Até 2017, estima Caetano, 30% do faturamento da companhia virá desse sistema. A proximidade com a Microsoft se explica pelo fato de a Samba Tech usar o Azure, a plataforma de computação em nuvem da empresa. “Acreditava que não estava pronto para o mercado americano, mas estávamos ganhando dos players americanos na América Latina”, diz Caetano. “Por que não brigar no território deles?” Há algumas vantagens para se internacionalizar. Uma delas é atender a um mercado muito maior. Outro é ficar imune a crises econômicas de seu país de origem.
A terceira é o ganho de escala, pois o mesmo produto ou serviço pode ser replicado em qualquer país, com pequenas adaptações. “Para um aplicativo, o custo operacional é relativamente baixo”, afirma Jorge Pilo, CEO global da Easy Taxi, que conta com 370 mil taxistas usando sua plataforma. A mineira Hotmart, desenvolvedora de soluções de pagamento e comércio online, por exemplo, iniciou suas operações na Itália, França e Espanha neste ano.

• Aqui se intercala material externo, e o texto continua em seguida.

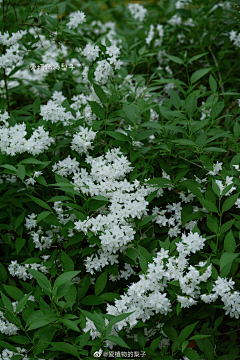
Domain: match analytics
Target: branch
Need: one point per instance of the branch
(216, 63)
(52, 33)
(234, 104)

“Essa presença na Europa fez a gente vender para 150 países”, diz João Pedro Resende, CEO e cofundador da Hotmart, que voltou da Espanha no fim de junho. Mas há algumas startups com sangue brasileiro que nascem fora do País. É o caso da ZipMesh, um aplicativo para compra e venda de produtos com certificado 100% orgânico na Califórnia, dos brasilienses Felipe Neuwald e Davi Neves, que iniciaram o negócio nos Estados Unidos. A empresa já opera em quatro cidades americanas e tem planos de atuar em 20.

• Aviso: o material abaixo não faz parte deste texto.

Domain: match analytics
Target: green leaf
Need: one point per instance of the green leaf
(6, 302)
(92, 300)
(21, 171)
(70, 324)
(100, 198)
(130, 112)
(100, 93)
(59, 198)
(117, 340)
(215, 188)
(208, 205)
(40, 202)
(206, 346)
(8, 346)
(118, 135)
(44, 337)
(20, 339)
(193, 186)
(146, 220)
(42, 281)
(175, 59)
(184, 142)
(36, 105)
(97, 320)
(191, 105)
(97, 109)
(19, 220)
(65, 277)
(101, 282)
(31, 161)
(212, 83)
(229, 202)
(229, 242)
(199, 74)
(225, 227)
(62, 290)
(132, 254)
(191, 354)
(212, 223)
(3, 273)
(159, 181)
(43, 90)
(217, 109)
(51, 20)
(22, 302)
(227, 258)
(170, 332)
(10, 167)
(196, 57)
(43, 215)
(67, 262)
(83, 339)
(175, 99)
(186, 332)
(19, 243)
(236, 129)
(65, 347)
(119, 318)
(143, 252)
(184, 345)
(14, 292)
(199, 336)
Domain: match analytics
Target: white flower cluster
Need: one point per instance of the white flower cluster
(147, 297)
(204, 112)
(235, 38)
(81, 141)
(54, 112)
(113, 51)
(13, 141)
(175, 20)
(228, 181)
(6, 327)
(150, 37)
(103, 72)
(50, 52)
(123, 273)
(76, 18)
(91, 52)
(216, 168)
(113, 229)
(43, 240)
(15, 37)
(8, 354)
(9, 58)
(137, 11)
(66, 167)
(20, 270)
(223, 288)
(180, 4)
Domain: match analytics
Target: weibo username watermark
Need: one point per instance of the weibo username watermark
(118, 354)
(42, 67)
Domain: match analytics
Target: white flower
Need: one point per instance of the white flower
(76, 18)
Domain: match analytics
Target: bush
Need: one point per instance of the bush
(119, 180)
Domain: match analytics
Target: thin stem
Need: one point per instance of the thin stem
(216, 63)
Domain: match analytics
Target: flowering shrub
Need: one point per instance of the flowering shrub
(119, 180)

A ideia é expandir-se para a Alemanha e, em breve, lançar o aplicativo no Brasil. “Foi uma decisão estratégica”, afirma Neves. Mas há barreiras, quando o assunto é globalização. O diretor-executivo da ABStartups, Rafael Ribeiro, cita a falta de fluência em inglês dos brasileiros como um entrave. Além disso, o dirigente critica a enorme burocracia brasileira, que prejudica o empreendedor. “O governo começa a olhar de forma diferente para as startups, mas ainda tem muito que melhorar para globalizar os negócios”, afirma Ribeiro.
—–
Made in Brazil
Startups brasileiras estão ganhando o mundo:
Movile
Fundada em 1998 para criar soluções de mensagens por SMS, a companhia mudou de rumo nos últimos quatro anos ao desenvolver aplicativos para celular, como o Playkids, presente hoje em mais de cem países. Após receber, nos últimos três anos, aportes de US$ 140 milhões, também investiu em outras companhias, como o iFood, TruckPad, Maplink, Rapiddo e Sympla.
Easy Taxi
O aplicativo de táxi nasceu no Brasil há cinco anos e já está presente em 17 países, incluindo América Latina e Oriente Médio.
Hotmart
Iniciou há dois meses suas operações na Itália, França e Espanha, com executivos já atuando nesses países e subsidiárias abertas. Com isso, a companhia que provê soluções de pagamento e comércio online conquistou clientes de 150 países. A expectativa é a de iniciar operações no México até o fim do ano.
Manifesto Games
Criada no Porto Digital, em Recife, recebe hoje até 60% de seu faturamento com negócios que conseguiu com clientes nos Estados Unidos e Europa.
Samba Tech
Especializa em plataforma de vídeos, a empresa abriu escritório em Seattle (EUA) no dia 15 de junho. Em parceria com a Microsoft, lançou o Kast, um aplicativo de comunicação usado em empresas. Em nove dias, conquistou 180 clientes, não só dos EUA, mas de várias partes do mundo.
ZipMesh
Fundada pelos brasileiros Felipe Neuwald e Davi Neves no início de julho, diretamente nos EUA. Eles desenvolveram um aplicativo para compra e venda de produtos com certificado 100% orgânico na Califórnia. Em um ano, eles pretendem obter um faturamento de US$ 4,7 milhões e expandir para Alemanha e Brasil.